Despite the hype the film has received courtesy of the blogs of fans who were captivated by its preposterous plot months ago, I probably won't be viewing Samuel L. Jackson's latest action-packed thriller, Snakes on a Plane, anytime soon. This is nothing against Jackson -- who is actually one of my favorite actors -- and more just an indication that my personal tastes lie elsewhere.
One of the things that has piqued my interest recently is the advancing field of robotics. I was digging for information on Digg.com's science site Friday morning when I came across a series of photos entitled "Robot snakes on a fire truck."
The robots in the pictures look surprisingly like real snakes and were manufactured by a Norwegian research company called Sintec. What is evident from the photos is that these robots are rapidly approaching the point where they will become practical tools for firefighters all around the world.

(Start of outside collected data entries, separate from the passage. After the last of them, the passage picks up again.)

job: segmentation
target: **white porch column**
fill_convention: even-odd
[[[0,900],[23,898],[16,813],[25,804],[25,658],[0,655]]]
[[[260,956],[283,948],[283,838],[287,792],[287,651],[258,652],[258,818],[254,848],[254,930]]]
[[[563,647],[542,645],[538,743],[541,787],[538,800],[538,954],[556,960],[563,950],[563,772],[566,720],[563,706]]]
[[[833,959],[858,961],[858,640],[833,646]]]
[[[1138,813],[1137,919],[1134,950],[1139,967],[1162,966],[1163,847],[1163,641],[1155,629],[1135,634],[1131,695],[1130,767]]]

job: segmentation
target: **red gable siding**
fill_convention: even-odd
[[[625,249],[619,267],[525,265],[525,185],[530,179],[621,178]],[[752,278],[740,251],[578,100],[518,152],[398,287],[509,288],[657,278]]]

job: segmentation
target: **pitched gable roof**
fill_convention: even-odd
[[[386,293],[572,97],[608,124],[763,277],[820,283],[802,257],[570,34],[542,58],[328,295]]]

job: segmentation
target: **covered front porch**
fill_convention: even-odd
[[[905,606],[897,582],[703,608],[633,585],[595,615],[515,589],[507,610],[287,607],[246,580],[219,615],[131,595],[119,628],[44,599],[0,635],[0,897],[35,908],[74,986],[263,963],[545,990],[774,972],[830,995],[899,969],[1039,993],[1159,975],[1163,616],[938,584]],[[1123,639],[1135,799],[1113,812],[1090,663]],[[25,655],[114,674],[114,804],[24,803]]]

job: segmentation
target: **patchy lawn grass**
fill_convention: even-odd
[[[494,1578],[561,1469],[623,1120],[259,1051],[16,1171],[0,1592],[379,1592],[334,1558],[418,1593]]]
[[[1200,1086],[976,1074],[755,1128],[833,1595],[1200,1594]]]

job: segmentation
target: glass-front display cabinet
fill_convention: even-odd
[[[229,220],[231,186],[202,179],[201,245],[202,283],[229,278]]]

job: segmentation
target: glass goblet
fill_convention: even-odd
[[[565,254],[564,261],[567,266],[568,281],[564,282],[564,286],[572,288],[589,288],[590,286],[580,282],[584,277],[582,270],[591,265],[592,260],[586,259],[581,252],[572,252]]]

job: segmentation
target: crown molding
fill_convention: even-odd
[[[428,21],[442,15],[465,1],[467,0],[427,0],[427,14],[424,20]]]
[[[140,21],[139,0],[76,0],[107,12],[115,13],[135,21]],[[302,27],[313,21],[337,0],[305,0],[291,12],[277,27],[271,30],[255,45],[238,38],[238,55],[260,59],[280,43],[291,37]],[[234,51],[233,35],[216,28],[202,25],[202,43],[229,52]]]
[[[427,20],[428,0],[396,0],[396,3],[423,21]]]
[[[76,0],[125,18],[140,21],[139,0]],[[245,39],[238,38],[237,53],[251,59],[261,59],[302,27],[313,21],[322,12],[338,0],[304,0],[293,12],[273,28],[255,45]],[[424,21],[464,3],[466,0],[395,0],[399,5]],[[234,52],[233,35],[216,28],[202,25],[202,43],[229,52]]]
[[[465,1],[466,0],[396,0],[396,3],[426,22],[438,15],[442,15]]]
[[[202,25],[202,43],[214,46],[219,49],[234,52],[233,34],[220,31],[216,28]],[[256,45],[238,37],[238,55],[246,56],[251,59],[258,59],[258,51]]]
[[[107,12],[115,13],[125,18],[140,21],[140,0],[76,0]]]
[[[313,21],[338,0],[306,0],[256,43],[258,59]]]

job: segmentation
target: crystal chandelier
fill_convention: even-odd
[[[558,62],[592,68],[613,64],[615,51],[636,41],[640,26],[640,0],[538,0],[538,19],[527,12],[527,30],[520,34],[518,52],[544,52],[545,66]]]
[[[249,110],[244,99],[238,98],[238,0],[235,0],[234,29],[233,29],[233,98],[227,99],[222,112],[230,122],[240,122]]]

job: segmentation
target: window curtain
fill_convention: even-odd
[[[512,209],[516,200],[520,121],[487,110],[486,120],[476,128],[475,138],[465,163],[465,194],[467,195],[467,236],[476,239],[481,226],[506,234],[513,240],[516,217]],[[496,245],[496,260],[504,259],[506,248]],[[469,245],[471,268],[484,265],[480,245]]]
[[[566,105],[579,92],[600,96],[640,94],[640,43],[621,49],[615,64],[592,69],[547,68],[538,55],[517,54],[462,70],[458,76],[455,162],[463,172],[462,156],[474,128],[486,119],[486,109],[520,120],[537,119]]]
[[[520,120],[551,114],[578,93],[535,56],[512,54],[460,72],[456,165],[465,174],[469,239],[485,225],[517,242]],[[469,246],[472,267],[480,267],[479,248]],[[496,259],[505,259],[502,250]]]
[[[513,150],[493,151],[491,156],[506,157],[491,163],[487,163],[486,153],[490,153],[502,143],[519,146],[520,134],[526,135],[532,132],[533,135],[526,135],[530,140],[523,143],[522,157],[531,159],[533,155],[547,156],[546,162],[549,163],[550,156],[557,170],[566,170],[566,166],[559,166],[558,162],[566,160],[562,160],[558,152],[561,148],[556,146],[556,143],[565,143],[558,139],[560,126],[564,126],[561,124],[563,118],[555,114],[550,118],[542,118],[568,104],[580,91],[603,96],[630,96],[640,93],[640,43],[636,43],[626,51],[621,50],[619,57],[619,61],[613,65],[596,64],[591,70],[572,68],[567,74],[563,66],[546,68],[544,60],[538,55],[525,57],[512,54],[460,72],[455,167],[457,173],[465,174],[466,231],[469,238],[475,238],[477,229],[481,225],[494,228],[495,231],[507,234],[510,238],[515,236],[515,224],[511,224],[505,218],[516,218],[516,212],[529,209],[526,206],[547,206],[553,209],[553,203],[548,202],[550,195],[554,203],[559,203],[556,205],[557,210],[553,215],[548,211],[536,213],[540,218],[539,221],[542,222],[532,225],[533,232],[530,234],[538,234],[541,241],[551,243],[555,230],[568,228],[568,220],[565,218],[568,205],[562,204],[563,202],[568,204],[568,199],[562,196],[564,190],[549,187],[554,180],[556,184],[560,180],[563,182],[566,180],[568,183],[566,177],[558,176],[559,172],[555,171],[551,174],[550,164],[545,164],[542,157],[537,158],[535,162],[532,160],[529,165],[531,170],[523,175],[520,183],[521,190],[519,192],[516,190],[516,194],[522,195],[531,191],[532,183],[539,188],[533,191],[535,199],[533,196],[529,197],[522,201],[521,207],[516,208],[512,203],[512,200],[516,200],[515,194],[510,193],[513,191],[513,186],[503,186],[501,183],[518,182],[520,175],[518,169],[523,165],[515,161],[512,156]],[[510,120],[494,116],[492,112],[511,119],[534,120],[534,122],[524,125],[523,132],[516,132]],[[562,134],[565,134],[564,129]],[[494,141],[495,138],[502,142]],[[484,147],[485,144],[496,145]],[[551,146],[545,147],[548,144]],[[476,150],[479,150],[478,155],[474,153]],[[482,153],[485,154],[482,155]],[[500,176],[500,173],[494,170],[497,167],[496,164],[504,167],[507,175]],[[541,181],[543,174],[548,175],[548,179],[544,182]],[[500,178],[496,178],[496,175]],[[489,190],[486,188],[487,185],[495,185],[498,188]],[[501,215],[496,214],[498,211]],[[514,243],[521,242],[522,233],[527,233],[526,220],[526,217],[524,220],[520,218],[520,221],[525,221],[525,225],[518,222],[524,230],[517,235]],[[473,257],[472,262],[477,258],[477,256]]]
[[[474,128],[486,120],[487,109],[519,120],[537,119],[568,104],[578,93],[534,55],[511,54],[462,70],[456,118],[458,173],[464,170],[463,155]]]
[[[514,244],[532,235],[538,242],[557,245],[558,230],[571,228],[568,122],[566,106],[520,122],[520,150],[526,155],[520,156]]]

For instance, these snakes can fight dangerous chemical fires that humans could not approach without great risk to themselves. They can also fight fires in tunnels and other tight spaces, as well as search for survivors through the wreckage of an earthquake or other natural or man-made disasters. In fact, Sintec is even developing a robotic snake powerful enough to crash through a wall.

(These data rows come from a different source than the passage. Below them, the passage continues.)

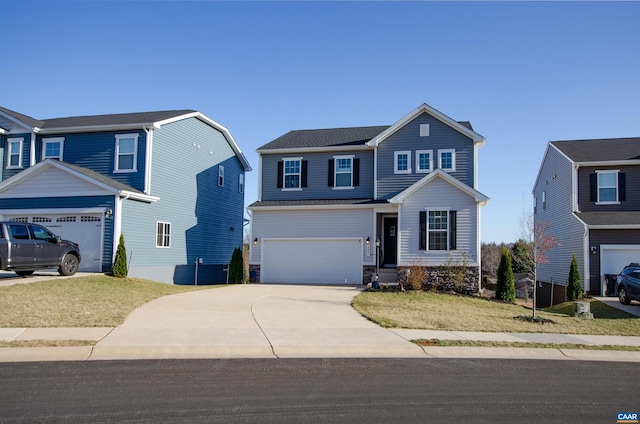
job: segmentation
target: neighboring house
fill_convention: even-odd
[[[291,131],[260,147],[250,269],[263,283],[362,284],[396,268],[480,267],[485,138],[423,104],[391,126]]]
[[[37,120],[0,108],[0,219],[80,245],[80,271],[109,272],[121,234],[129,275],[224,282],[243,240],[244,174],[229,131],[173,110]]]
[[[640,262],[640,138],[552,141],[533,196],[534,225],[560,245],[538,267],[538,303],[566,299],[572,255],[583,289],[605,295],[607,274]],[[609,293],[614,295],[614,293]]]

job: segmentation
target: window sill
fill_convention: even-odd
[[[416,174],[428,174],[429,172],[431,172],[431,169],[418,169]]]
[[[22,166],[7,166],[7,169],[24,169]]]
[[[350,186],[350,187],[331,187],[331,190],[353,190],[355,189],[355,187]]]
[[[399,174],[405,174],[405,175],[407,175],[407,174],[411,174],[411,170],[408,170],[408,171],[398,171],[398,170],[395,170],[395,171],[393,171],[393,173],[394,173],[394,174],[396,174],[396,175],[399,175]]]
[[[596,202],[596,205],[619,205],[620,202]]]
[[[302,191],[301,188],[283,188],[280,191]]]
[[[130,174],[132,172],[138,172],[137,169],[114,169],[114,174]]]

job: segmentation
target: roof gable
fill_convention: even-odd
[[[423,113],[431,115],[432,117],[434,117],[435,119],[439,120],[440,122],[450,126],[454,130],[464,134],[465,136],[469,137],[474,143],[476,143],[476,144],[478,144],[480,146],[484,144],[485,138],[483,136],[481,136],[480,134],[478,134],[477,132],[473,131],[471,129],[471,124],[469,122],[466,122],[466,121],[465,122],[455,121],[455,120],[449,118],[447,115],[443,114],[442,112],[432,108],[431,106],[429,106],[426,103],[423,103],[420,106],[418,106],[417,108],[415,108],[409,114],[405,115],[402,119],[400,119],[398,122],[396,122],[395,124],[391,125],[385,131],[383,131],[382,133],[378,134],[376,137],[371,139],[367,144],[369,146],[377,146],[378,144],[382,143],[384,140],[389,138],[391,135],[393,135],[400,128],[404,127],[409,122],[413,121],[416,117],[418,117],[419,115],[421,115]]]
[[[73,184],[61,184],[62,179]],[[47,197],[88,196],[113,194],[145,202],[155,202],[149,196],[126,184],[77,165],[45,159],[0,183],[0,197],[33,197],[33,187],[47,187]]]
[[[389,203],[402,203],[404,199],[411,196],[413,193],[420,190],[422,187],[426,186],[436,178],[440,178],[445,182],[451,184],[452,186],[456,187],[457,189],[465,192],[469,196],[473,197],[477,203],[485,205],[489,202],[489,198],[484,194],[480,193],[478,190],[475,190],[474,188],[471,188],[468,185],[463,184],[460,180],[452,177],[445,171],[441,169],[436,169],[435,171],[429,173],[427,176],[415,182],[413,185],[407,187],[400,193],[393,196],[391,199],[389,199]]]

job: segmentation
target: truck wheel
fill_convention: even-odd
[[[21,277],[28,277],[31,274],[33,274],[33,270],[31,270],[31,271],[16,271],[16,274],[18,274]]]
[[[620,300],[620,303],[622,303],[623,305],[628,305],[631,303],[631,299],[627,297],[627,292],[624,290],[624,287],[618,288],[618,300]]]
[[[78,265],[80,261],[78,261],[78,257],[71,253],[67,253],[62,258],[62,263],[60,264],[60,268],[58,268],[58,272],[60,275],[73,275],[78,271]]]

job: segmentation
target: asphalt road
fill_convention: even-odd
[[[0,364],[0,422],[615,423],[633,363],[260,359]]]

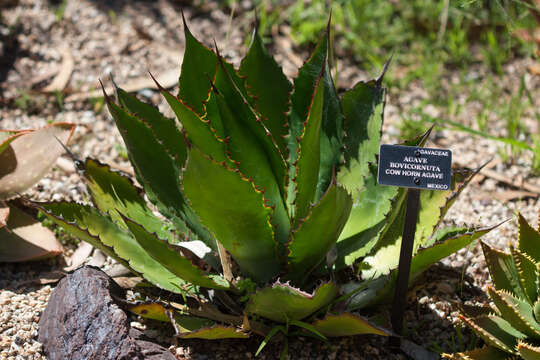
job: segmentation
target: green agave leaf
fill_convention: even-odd
[[[286,323],[308,317],[328,305],[337,295],[339,287],[331,282],[319,286],[313,294],[305,293],[288,284],[275,283],[251,295],[245,311],[248,314]]]
[[[540,233],[529,225],[521,213],[518,213],[518,226],[518,249],[535,262],[540,262]]]
[[[518,341],[517,351],[523,360],[540,360],[540,347]]]
[[[141,317],[144,317],[146,319],[165,321],[165,322],[170,321],[169,316],[167,315],[167,312],[173,311],[155,302],[128,304],[127,309],[130,312],[136,315],[139,315]]]
[[[448,210],[450,199],[455,198],[463,189],[457,185],[454,178],[453,191],[422,191],[420,193],[420,209],[413,253],[418,251],[420,246],[430,246],[433,244],[432,237],[440,220]],[[465,183],[465,182],[463,182]],[[370,265],[369,269],[362,272],[364,278],[387,274],[391,269],[396,268],[399,261],[399,251],[401,249],[401,236],[403,230],[405,206],[402,204],[401,213],[381,238],[381,241],[374,248],[374,255],[368,256],[364,261]]]
[[[320,141],[321,161],[315,201],[319,200],[326,192],[326,189],[334,177],[336,169],[343,163],[345,138],[344,116],[341,109],[341,102],[334,86],[334,80],[332,79],[330,64],[328,62],[328,56],[333,52],[332,42],[330,41],[330,22],[328,23],[325,36],[328,38],[328,55],[324,65],[325,70],[323,76],[324,104]]]
[[[463,190],[465,181],[458,174],[453,175],[452,191],[421,191],[420,210],[418,223],[416,224],[415,242],[425,247],[433,244],[433,233],[450,208],[451,199],[456,199]],[[468,183],[468,182],[467,182]]]
[[[215,324],[212,320],[183,315],[176,310],[167,309],[162,304],[155,302],[128,304],[127,309],[143,318],[164,322],[171,321],[167,312],[172,312],[174,322],[180,333],[189,333]]]
[[[261,282],[279,272],[272,209],[251,181],[192,148],[183,189],[202,223],[242,271]]]
[[[223,96],[218,93],[212,96],[218,103],[223,128],[227,134],[228,154],[242,174],[252,179],[258,188],[264,189],[268,205],[274,207],[272,224],[276,229],[277,239],[284,243],[290,230],[289,215],[281,196],[284,179],[282,183],[276,182],[273,169],[260,142],[245,124],[239,121],[239,117],[232,113]]]
[[[386,216],[390,213],[392,199],[397,197],[399,188],[382,186],[377,183],[377,168],[371,167],[371,174],[366,178],[365,191],[361,191],[354,200],[349,219],[341,232],[338,242],[336,268],[352,265],[357,259],[366,256],[377,243],[379,234],[387,224]]]
[[[506,320],[495,315],[478,316],[474,319],[460,315],[459,318],[467,324],[488,345],[502,351],[515,354],[518,339],[526,335],[514,329]]]
[[[328,36],[325,35],[317,44],[310,58],[298,71],[294,80],[294,90],[291,95],[291,110],[289,113],[289,163],[293,164],[298,158],[298,139],[304,131],[313,94],[320,81],[321,70],[325,69],[328,52]]]
[[[536,293],[539,294],[538,299],[540,299],[540,262],[536,263]]]
[[[494,249],[483,241],[480,244],[495,288],[526,298],[527,295],[521,288],[519,273],[512,255]]]
[[[281,154],[274,136],[266,128],[261,115],[251,107],[245,89],[239,86],[239,83],[243,85],[243,80],[238,77],[232,66],[219,57],[219,54],[218,60],[219,68],[216,73],[215,87],[223,95],[228,108],[237,118],[237,122],[243,124],[248,133],[251,133],[251,136],[255,138],[258,147],[266,154],[265,163],[270,164],[275,181],[279,185],[281,195],[284,198],[286,195],[287,164],[283,154]],[[220,115],[222,115],[221,112]],[[246,175],[255,177],[255,174]]]
[[[180,89],[178,97],[183,100],[197,114],[216,113],[215,109],[207,109],[206,100],[212,87],[211,81],[214,79],[216,69],[219,64],[219,54],[207,48],[199,42],[189,30],[186,19],[184,22],[184,35],[186,38],[186,50],[182,61],[182,71],[180,73]],[[244,88],[244,80],[236,73],[234,67],[225,63],[227,70],[233,74],[236,86],[241,89],[244,96],[248,96]],[[219,132],[219,119],[209,118],[214,128]],[[214,120],[218,120],[214,123]]]
[[[421,192],[413,253],[418,251],[420,246],[430,246],[434,243],[436,239],[432,236],[434,231],[457,196],[478,171],[473,172],[465,178],[459,174],[455,174],[452,179],[452,191]],[[392,223],[389,230],[383,234],[381,240],[377,243],[374,249],[374,255],[365,259],[365,262],[370,267],[362,272],[364,278],[386,274],[390,269],[397,267],[405,213],[404,204],[402,204],[400,211],[401,213],[397,220]]]
[[[175,312],[174,314],[174,322],[176,323],[176,327],[181,334],[190,333],[215,325],[215,322],[212,320],[196,316],[180,315],[178,312]]]
[[[354,311],[381,303],[386,299],[391,299],[392,281],[395,280],[387,275],[362,282],[351,281],[343,285],[343,292],[345,294],[354,293],[347,302],[346,310]]]
[[[510,254],[514,259],[514,264],[519,274],[519,283],[529,304],[533,305],[538,297],[536,289],[536,263],[527,254],[510,246]]]
[[[139,183],[143,185],[150,201],[180,231],[185,229],[185,225],[189,226],[206,245],[216,250],[215,240],[200,224],[180,191],[180,169],[152,129],[112,102],[107,94],[105,100],[124,139]]]
[[[326,194],[291,233],[288,244],[288,272],[291,279],[301,282],[325,258],[343,229],[351,206],[352,199],[347,191],[335,183],[331,184]]]
[[[182,293],[186,283],[154,260],[112,220],[95,208],[76,203],[32,203],[70,234],[90,243],[135,274],[165,290]]]
[[[418,251],[411,261],[411,273],[409,285],[411,285],[422,272],[437,261],[455,253],[459,249],[471,244],[474,240],[487,234],[499,225],[484,229],[453,228],[441,231],[436,236],[436,244],[429,248]],[[397,281],[397,270],[393,270],[388,276],[381,276],[371,281],[369,286],[353,296],[347,307],[348,310],[356,310],[367,306],[373,306],[392,299]],[[346,292],[353,291],[356,284],[345,287]]]
[[[105,245],[101,241],[99,236],[92,235],[90,233],[90,231],[88,230],[88,227],[84,228],[83,226],[77,225],[74,222],[75,217],[69,216],[71,213],[77,213],[77,212],[82,212],[82,211],[88,211],[90,213],[94,213],[94,215],[97,214],[96,215],[97,217],[102,216],[94,208],[85,207],[84,205],[80,205],[76,203],[65,203],[65,202],[64,203],[29,202],[28,204],[40,210],[45,216],[47,216],[47,218],[52,220],[55,224],[61,226],[65,231],[69,232],[71,235],[76,236],[77,238],[86,241],[87,243],[95,247],[96,249],[103,251],[105,254],[115,259],[117,262],[124,265],[126,268],[130,269],[136,275],[139,275],[139,276],[141,275],[139,272],[131,268],[131,266],[126,260],[118,256],[118,254],[114,252],[114,249],[112,246]],[[78,209],[79,207],[82,207],[82,209]],[[67,213],[68,215],[64,215],[64,213]],[[123,233],[121,229],[119,231],[120,233]]]
[[[321,74],[322,76],[323,74]],[[307,216],[317,190],[317,174],[320,166],[320,137],[323,111],[324,82],[319,78],[315,85],[312,102],[303,131],[299,137],[296,162],[296,197],[294,219],[297,225]]]
[[[351,265],[367,255],[385,234],[389,238],[400,235],[403,224],[399,221],[394,223],[394,220],[402,211],[407,194],[405,189],[377,184],[377,167],[369,165],[370,161],[375,162],[379,150],[384,89],[376,81],[360,83],[344,96],[343,106],[346,119],[358,118],[360,121],[352,124],[346,121],[347,129],[351,126],[359,128],[348,130],[348,134],[352,133],[346,138],[349,157],[346,153],[347,165],[341,167],[338,173],[338,182],[351,192],[354,204],[338,240],[337,268]],[[431,130],[406,141],[404,145],[423,146]],[[370,135],[364,138],[359,134]],[[358,153],[355,156],[363,156],[364,160],[351,158],[350,149],[356,149],[353,151]]]
[[[454,173],[452,176],[452,184],[451,192],[444,192],[444,191],[432,191],[432,192],[425,192],[423,191],[422,194],[427,195],[425,199],[421,198],[421,201],[423,200],[425,202],[424,212],[422,213],[425,221],[421,221],[419,225],[422,226],[422,232],[417,233],[415,237],[420,239],[421,246],[426,247],[433,244],[435,238],[432,236],[433,233],[438,229],[439,225],[444,219],[444,216],[452,207],[452,205],[456,202],[459,195],[465,190],[465,187],[469,185],[469,183],[472,181],[472,179],[488,164],[486,162],[484,165],[478,167],[477,169],[470,171],[465,174],[461,173]],[[431,193],[431,194],[429,194]],[[439,201],[433,201],[433,198],[440,199]],[[443,202],[444,199],[444,202]],[[439,208],[435,208],[434,205],[442,204]],[[431,212],[431,209],[433,212]],[[435,216],[428,217],[427,214],[435,214]]]
[[[292,85],[281,67],[271,57],[259,36],[256,26],[246,57],[242,60],[240,76],[245,77],[251,105],[262,115],[264,124],[272,133],[281,153],[287,154],[287,117]]]
[[[53,123],[35,131],[23,131],[5,140],[0,152],[0,199],[26,191],[37,183],[64,153],[74,124]]]
[[[504,290],[495,290],[488,286],[488,294],[501,316],[508,321],[513,328],[523,334],[539,339],[540,325],[536,322],[532,306],[518,299]]]
[[[427,129],[424,133],[412,138],[412,139],[407,139],[405,141],[403,141],[400,145],[405,145],[405,146],[424,146],[426,145],[426,142],[428,141],[429,139],[429,136],[431,135],[431,132],[433,131],[433,128],[435,127],[435,125],[431,125],[431,127],[429,129]]]
[[[450,360],[510,360],[507,352],[493,346],[484,346],[480,349],[455,354],[442,354],[443,358]]]
[[[533,305],[533,311],[534,311],[534,318],[536,319],[537,322],[539,322],[538,319],[540,319],[540,299],[535,301]]]
[[[184,21],[184,36],[186,50],[180,72],[180,89],[178,97],[188,104],[198,114],[203,114],[203,103],[208,97],[217,67],[216,54],[201,44],[189,30],[186,19]],[[205,76],[207,78],[205,78]]]
[[[376,164],[383,124],[385,89],[376,81],[360,82],[343,95],[345,165],[338,180],[355,200],[370,176],[370,164]]]
[[[122,214],[159,238],[173,241],[172,234],[163,230],[163,221],[148,208],[141,190],[128,177],[91,158],[85,161],[84,176],[94,205],[102,213],[108,213],[118,226],[127,230]]]
[[[175,160],[178,168],[184,167],[187,157],[186,142],[176,121],[163,116],[154,106],[139,101],[121,88],[116,87],[116,96],[122,107],[131,114],[137,114],[137,117],[148,124],[158,141]]]
[[[328,314],[324,319],[313,323],[315,329],[328,337],[354,336],[362,334],[374,334],[389,336],[390,331],[373,325],[367,319],[350,313],[340,315]]]
[[[166,89],[160,88],[160,91],[182,124],[189,141],[216,161],[229,160],[225,142],[217,137],[216,130],[212,127],[210,121],[201,118],[194,109]]]
[[[211,327],[205,327],[187,333],[181,333],[180,337],[182,339],[205,340],[247,339],[249,337],[249,334],[242,332],[241,330],[233,326],[214,325]]]
[[[459,311],[468,318],[474,318],[481,315],[493,315],[495,310],[489,305],[467,305],[458,304]],[[495,314],[500,315],[500,314]]]
[[[405,142],[405,144],[408,146],[424,146],[430,133],[431,133],[431,129],[426,131],[421,136],[418,136],[415,139]],[[357,246],[361,246],[361,247],[358,247],[359,250],[355,251],[354,253],[345,255],[345,256],[348,256],[348,258],[350,259],[349,262],[351,263],[354,262],[356,259],[358,259],[359,256],[364,256],[365,253],[369,251],[371,251],[371,253],[374,253],[375,256],[385,257],[388,255],[390,258],[393,258],[394,256],[396,256],[396,253],[399,254],[399,247],[400,247],[400,241],[401,241],[400,239],[403,232],[403,221],[404,221],[404,215],[405,215],[405,199],[407,197],[408,191],[404,188],[398,188],[397,190],[393,190],[393,192],[387,189],[383,190],[385,186],[379,186],[378,184],[376,184],[376,175],[375,175],[374,170],[373,170],[372,176],[374,177],[373,178],[374,188],[375,188],[374,190],[385,192],[387,194],[388,197],[383,198],[382,200],[379,200],[379,201],[382,201],[384,208],[388,207],[389,210],[387,211],[385,215],[382,215],[381,213],[377,214],[376,216],[377,217],[380,216],[380,218],[375,217],[373,219],[373,221],[376,221],[377,225],[375,225],[374,227],[368,230],[364,230],[365,234],[360,233],[354,236],[354,237],[358,237],[359,241],[357,243]],[[362,190],[362,193],[371,192],[371,191],[372,191],[371,188],[367,188],[367,189]],[[361,199],[362,196],[359,196],[359,199]],[[354,198],[354,194],[353,194],[353,198]],[[355,201],[355,205],[357,203],[358,201]],[[354,205],[353,205],[353,212],[354,211],[355,210],[354,210]],[[419,221],[422,221],[421,219],[422,218],[420,215]],[[417,227],[417,234],[418,234],[419,228],[420,227]],[[375,239],[373,239],[372,237],[370,238],[370,236],[372,236],[373,233],[375,234]],[[347,242],[349,242],[351,245],[354,244],[354,241],[347,241]],[[340,256],[343,256],[343,255],[340,255]],[[373,259],[373,257],[368,257],[365,259],[365,264],[368,266],[367,266],[367,269],[365,269],[363,273],[364,278],[371,278],[372,273],[377,273],[379,271],[382,271],[383,273],[388,272],[389,268],[388,266],[385,266],[384,264],[381,265],[380,269],[372,268],[370,263],[371,262],[377,263],[377,261],[378,260]],[[388,262],[388,264],[390,265],[394,261],[397,264],[397,259],[395,258],[393,258],[392,261]]]
[[[451,232],[442,232],[442,236],[435,237],[437,239],[435,245],[419,250],[414,256],[411,262],[410,281],[414,281],[418,275],[426,271],[431,265],[468,246],[499,225],[482,229],[453,229]]]
[[[379,275],[388,274],[392,268],[397,267],[407,193],[406,189],[400,188],[393,199],[387,223],[379,233],[377,242],[370,252],[372,255],[363,259],[362,278],[376,278]],[[418,217],[420,218],[420,215]],[[413,255],[417,249],[417,246],[415,246]]]
[[[191,261],[173,250],[172,245],[161,241],[155,235],[149,233],[131,219],[123,217],[129,231],[144,250],[158,263],[177,277],[194,285],[226,290],[230,287],[228,282],[221,276],[206,276],[201,269],[193,265]]]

Granted, these aren't exactly the types of daily household helpers found on the shelves of retailers such as Target
It was also reported Friday that Japan's ministry of economy, trade, and industry plans to invest an additional $20 million to help Japanese companies develop next-generation intelligence robots. The aim is to begin commercializing these robots in 2015.
Given this kind of worldwide attention, and knowing about the advances from Motley Fool Rule Breakers recommendation iRobot, Sintec, and others, it's clear to me that should snakes ever become a real threat on a plane -- a la the movie -- we probably won't need a hero like Jackson's character to save the day. Rather, we can look forward to a robotic snake rescuing us from our slithery, high-altitude fate.